Secure your PC or Mac

With Norton AntiVirus Plus, you can not only find and remove malware from your device with a click of your mouse, but also help keep your computer virus-free thanks to real-time scanning, automatic detection, and a Smart Firewall that can block threats before they cause harm.

FAQs

How do devices become infected with malware?

Devices are commonly infected with malware through phishing emails, unsafe websites, or infected USB drives. Additionally, vulnerabilities in outdated software or weak passwords can provide cybercriminals with easy access to your device.

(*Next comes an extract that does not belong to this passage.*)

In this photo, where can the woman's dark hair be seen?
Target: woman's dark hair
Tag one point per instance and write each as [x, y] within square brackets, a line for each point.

How do I remove malware from Android?

To remove malware from an Android device, begin by ensuring your Android device has the latest software updates. Open the Google Play store settings and select Verify Apps. Remove any untrusted apps from your device.

How do I remove malware from my iPhone?

To remove malware from an iPhone, begin by installing the latest software updates on your iPhone. Clear your device’s browsing history and restart the device. If malware is still present, consider restoring an older version of your iPhone from the cloud or use an antivirus program to remove it.

How do I remove malware from my iPad?

To remove malware from an iPad, begin by installing the latest software updates to your iPad. Clear your device’s browsing history and restart the device. If malware is still present, use an antivirus program to remove it.

Will a factory reset remove malware?

A factory reset can remove most types of malware by restoring your device to its original settings, effectively wiping all data, apps, and infections. However, this step will also cause you to lose any files, photos, or other data that wasn’t backed up before the infection.